Monday, July 11, 2011

The Richmond Gimlet

photo: T.J McLachlan
 It was now lunch time and they were all sitting under the double green fly of the dining tent pretending that nothing had happened.

"Will you have lime juice or lemon squash?" Macomber asked.

"I'll have a gimlet," Robert Wilson told him.
"I'll have a gimlet, too. I need something," Macomber's wife said.

"I suppose it's the thing to do," Macomber agreed. "Tell him to make three gimlets."

The Short Happy Life of Francis Macomber, Ernest Hemingway (1936)

This conversation occured shortly after the group in the story returned from an eventful lion-hunting safari. A great short story, and worth the read (and please, forgive this continued indulgence of mine when describing cocktails and linking them to Ernest Hemingway. You just cannot believe how linked these two fantastic entities are).

"I'll have a gimlet, too. I need something." For some reason, that sentiment is a wonderful way to approach this fine cocktail. The Gimlet - traditionally a Gin and Lime Juice cocktail, does not seem like a drink that packs a punch, or would be a fitting reprieve from a life-changing lion hunting experience, but do not kid yourself - it is. And its name may be an indicator to its strength. There are two main historical references for the name, Gimlet.

First, and seemingly the most obvious reference, is to the hand tool used to drill small holes, named the gimlet.
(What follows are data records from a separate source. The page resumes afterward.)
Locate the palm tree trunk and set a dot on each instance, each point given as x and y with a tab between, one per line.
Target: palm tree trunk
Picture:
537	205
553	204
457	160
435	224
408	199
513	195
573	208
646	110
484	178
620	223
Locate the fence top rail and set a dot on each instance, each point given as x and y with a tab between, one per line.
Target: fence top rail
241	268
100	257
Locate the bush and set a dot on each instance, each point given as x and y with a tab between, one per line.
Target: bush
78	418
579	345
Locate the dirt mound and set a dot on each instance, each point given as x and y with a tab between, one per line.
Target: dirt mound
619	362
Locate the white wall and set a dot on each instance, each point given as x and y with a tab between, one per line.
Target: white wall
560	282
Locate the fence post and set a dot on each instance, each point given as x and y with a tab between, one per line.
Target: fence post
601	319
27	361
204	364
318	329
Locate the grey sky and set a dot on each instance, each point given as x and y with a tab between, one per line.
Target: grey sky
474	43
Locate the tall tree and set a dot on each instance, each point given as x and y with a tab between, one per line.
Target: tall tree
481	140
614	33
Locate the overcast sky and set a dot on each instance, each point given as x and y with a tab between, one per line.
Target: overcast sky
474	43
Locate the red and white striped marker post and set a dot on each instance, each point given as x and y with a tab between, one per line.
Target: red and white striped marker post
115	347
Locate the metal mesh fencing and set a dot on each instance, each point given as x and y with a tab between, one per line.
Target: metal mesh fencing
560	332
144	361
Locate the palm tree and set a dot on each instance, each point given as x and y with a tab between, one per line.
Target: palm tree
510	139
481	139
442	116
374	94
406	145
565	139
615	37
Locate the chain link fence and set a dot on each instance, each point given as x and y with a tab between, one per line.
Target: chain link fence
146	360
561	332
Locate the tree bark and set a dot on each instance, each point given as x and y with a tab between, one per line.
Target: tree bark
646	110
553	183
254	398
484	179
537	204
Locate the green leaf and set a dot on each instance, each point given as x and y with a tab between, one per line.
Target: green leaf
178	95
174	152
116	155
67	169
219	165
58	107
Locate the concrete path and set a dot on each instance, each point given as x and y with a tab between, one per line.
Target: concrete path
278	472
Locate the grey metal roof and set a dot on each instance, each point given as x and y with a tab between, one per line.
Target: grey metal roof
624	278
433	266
This tool is used for drilling small holes in wood without splitting the wood. Any tool that works like this but is larger is usually referred to as an auger. The name gimlet, here, could be referring to the sharp, penetrating and piercing effect the Gimlet has on the person enjoying it.

The second reference is to Surgeon General Sir Thomas D. Gimlette, who served in the British Royal Navy from 1879 to 1913. It is said that he introducted this drink as a means for those around him to prevent scurvy by drinking lime juice (The history and relationship between Gin and remedial activity is long and entwined, and probably deserving of its own post).

Whatever the history, The Gimlet is a classic, and one that is open to interpretation. At The Volstead Act Craft Cocktail Service, we were happy to tackle Jeffrey Morgenthaler's variation of the Gimlet, which he developed in Eugene, Oregon - The Richmond Gimlet. You can read Jeffrey's posting on it at his website: Jeffrey Morgenthaler.

The recipe for the Richmond Gimlet goes as follows: 2 oz Tanqueray No. 10 gin, 1 oz fresh lime juice, 1 oz simple syrup, large sprig mint. We decided to mix things up just a touch more and did a cucumber-infused simple syrup, which elevated the refreshing nature of this cocktail.

At our first gig, this was the drink of the night. We were clapping mint like crazy. No doubt the folks at the party appreciated the balance of flavours (mint, cucumber, lime and Gin are a great combination) and no doubt a few felt the piercing effects of the Richmond Gimlet!

1 comment:

  1. Superb and delicious! Thanks for the history lesson. Please do keep up the references to Hemingway.